Page 39 of The English Wife


  Janie could have cried to see it. It was one of the many Gothic extravagances of the house, a stone roof over the triple windows of the breakfast room.

  “Lacey,” said Burke, kicking the door to the bedroom shut behind them. Even with the door closed, Janie could feel the heat of the spreading fire. Burke’s face was streaked with soot and sweat. “You go down and I’ll hand the children down to you.”

  “Here.” Lacey handed Bast to Janie’s mother and lowered himself out the window onto the ledge, jumping from there onto the ground. The snow and the heat haze combined to form a sort of fog; Janie could see his face slipping in and out.

  “All right?” Burke said to Janie, and she nodded even though she was anything but all right, nodded because Viola was clinging to her neck, no longer crying for Polly, but silent with fear. To the nurse, he said, “You next, when I hand them down to you, take them to the old house. Do you understand?”

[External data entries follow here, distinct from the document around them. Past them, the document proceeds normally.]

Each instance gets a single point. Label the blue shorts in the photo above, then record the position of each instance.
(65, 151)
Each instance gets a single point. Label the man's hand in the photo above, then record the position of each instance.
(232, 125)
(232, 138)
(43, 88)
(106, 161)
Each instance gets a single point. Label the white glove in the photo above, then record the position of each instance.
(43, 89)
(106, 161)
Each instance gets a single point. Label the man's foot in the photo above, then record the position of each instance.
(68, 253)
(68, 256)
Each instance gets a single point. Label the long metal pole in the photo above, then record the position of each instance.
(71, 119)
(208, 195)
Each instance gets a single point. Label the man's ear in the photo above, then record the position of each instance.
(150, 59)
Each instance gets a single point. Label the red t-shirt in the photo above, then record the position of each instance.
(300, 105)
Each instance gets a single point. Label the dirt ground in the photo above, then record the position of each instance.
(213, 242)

  He dropped down to the ledge and held out his arms for Viola. “Come on, Polly.”

  “Polly,” said Viola, forgetting to be scared in her annoyance, “is the duck.”

  “Right,” said Burke, “of course she is.” And he handed Viola down to Lacey, who staggered a bit, but set her down safely.

  “Take the boy!” It was her mother, voice tense with anxiety, thrusting Sebastian into Janie’s arms.

  “Sebastian,” muttered Janie. “His name is Sebastian. Don’t worry, Sebastian. It’s all right. You’re all right.”

  She could feel the heat through the back of her dress, making her skin crisp. The wind was arctic, the snow blew in her face, but her hair felt as though it was singeing on the back of her neck. Blinking her stinging eyes, she could see Anne, blessed Anne, swinging up one of the twins, urging everyone on. There were more shadowed forms in the snow: the Gerritts, the kitchen maid, the nursery maid, others who Janie didn’t remember and didn’t recognize, but Anne had them all in hand, herding them relentlessly towards the shelter of the old house as the storm winds raged around them, blowing snow and fire.

  “Now you!” shouted Burke, reaching up.

  They both shied back as something cracked and a stinging rain of diamonds cascaded past, rainbow hued in the orange-red light of the fire. It was the windows, Janie realized, disbelieving—the windows in the nursery had burst, scattering glass everywhere. Fire roared out where the windows had once been.

  From far away, Janie could hear Lacey swearing; then Burke’s hand appeared out of the smoke, and she heard his voice, thick with fear, saying, “Quickly!”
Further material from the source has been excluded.